Passada meia-noite,a lua levou para o outro lado a sombra da morte. Alvorada festiva, banda de música, foguetório, pétalas de rosa, toques alegres de sino desde cedo, todo 15 de agosto São João del-Rei é júbilo. Tendo dormido, mas sem passar pelos braços da morte, à sombra da Serra do Lenheiro Nossa Senhora sobe aos céus, qual Cinderela deixando cair sobre a lua crescente de prata seu sapato de cristais e cetim. É isto o que hoje o povo de São João del-Rei celebra.
Tudo é surpreendentemente encantado. Às nove e meia da manhã, na Matriz do Pilar, uma missa solene, cantada em músicas setecentistas e oitocentistas compostas na região, fala sobre trechos das visões do apóstolo São João registradas no Livro do Apocalipse. Descreve, de modo especial, a visão sobre o dragão de sete chifres que, enfurecido, certo dia se alvoroçou contra o firmamento, derrubando lá de cima, com sua fúria e cauda, um terço das estrelas que ali luziam. Mas o povo não se assustou - pelo menos o de São João del-Rei - pois estava ocupado em preparar andores e ruas para a procissão de Nossa Senhora da Assunção e de Nossa Senhora da Glória. A esta procissão também comparecem, em grande andor, "Deus Pai Eterno, Deus Filho Redentor do Mundo e Deus Espírito Santo".
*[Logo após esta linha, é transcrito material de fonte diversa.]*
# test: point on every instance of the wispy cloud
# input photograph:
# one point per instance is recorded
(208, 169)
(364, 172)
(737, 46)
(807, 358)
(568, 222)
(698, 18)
Quando ao anoitecer o longo cortejo percorrer o centro histórico são-joanense, banda e orquestra se revezarão na semeadura e cultivo das notas musicais - a banda com suas marchas próprias e a Orquestra Lira Sanjoanense com os motetos sacros, compostos especialmente para esta data. Tão brancos e tão sublimes são os motetos que ninguém sabe bem se mais parecem algodão doce ou alvas amêndoas de coco - com certeza delícias de antigamente.
Na volta à igreja, Te Deum Laudamos. Serenidade e alegria de saber que, apesar da ira peçonhenta do mal (ou será dos maus?) tal qual luzeiros, as estrelas continuam brilhando no céu. Para dizer isto, os sinos tocam com mais força.